Robert McKim’s book makes a compelling case about the bias in education and culture towards the Left Side: empirical, logical, word-based. To quote McKim….. “A major purpose of experiences in visual thinking is to gently take the symbolic left hand out of the cast in which society and education has immobilized it, to give it some exercise, and to put it to work in unity with the right.

- McKim observes …. “Computers cannot see or dream, nor can they create: computers are language-bound. Similarly, thinkers who cannot escape the structure of language, who are unaware that thinking can occur in ways having little to do with language, are often utilizing only that small port of their brain that is indeed like a computer.

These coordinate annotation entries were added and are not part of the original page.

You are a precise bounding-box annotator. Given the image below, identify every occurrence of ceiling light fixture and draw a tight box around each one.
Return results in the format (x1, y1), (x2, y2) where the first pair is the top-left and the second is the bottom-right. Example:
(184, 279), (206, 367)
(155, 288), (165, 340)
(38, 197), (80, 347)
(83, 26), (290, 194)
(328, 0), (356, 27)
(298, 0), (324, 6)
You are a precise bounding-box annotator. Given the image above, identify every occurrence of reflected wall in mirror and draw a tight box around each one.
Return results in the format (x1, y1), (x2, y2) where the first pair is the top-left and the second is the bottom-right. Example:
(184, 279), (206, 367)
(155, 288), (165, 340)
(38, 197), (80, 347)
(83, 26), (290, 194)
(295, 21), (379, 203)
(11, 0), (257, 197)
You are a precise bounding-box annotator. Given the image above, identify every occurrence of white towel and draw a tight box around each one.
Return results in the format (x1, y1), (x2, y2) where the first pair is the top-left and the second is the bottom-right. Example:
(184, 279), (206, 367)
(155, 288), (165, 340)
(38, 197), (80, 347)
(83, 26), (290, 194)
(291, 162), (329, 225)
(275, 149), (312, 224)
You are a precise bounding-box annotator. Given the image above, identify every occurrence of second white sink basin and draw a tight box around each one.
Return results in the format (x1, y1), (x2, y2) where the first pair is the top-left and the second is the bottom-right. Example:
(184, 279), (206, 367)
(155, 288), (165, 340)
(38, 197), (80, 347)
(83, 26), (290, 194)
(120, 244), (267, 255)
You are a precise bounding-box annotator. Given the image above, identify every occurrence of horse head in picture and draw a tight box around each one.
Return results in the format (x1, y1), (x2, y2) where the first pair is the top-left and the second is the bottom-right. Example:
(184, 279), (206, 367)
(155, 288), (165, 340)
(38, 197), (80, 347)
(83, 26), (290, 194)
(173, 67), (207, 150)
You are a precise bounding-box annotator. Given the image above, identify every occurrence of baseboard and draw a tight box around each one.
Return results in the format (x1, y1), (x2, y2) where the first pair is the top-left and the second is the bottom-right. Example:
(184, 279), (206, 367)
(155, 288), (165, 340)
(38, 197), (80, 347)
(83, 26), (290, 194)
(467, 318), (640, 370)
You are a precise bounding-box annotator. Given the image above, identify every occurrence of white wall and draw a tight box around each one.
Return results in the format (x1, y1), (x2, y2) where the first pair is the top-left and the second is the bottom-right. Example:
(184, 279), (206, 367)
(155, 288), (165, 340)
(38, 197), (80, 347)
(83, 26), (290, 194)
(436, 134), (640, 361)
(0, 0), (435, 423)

Creative thinkers do what computers cannot. They abandon language when occasion demands and enter into other modes of thought. Specifically, creative thinkers are ambidextrous: they use the symbolic left hand as well as the right, the right brain as well as the left. Learning to think visually is vital to this integrated kind of mental activity. “

The point I am trying to make tonight is that your study of media will fail you if it provides knowledge of tools, of vocabulary, of precepts and procedures, and yet does not provide you with broadened skills and deepened awareness of Visual Thinking.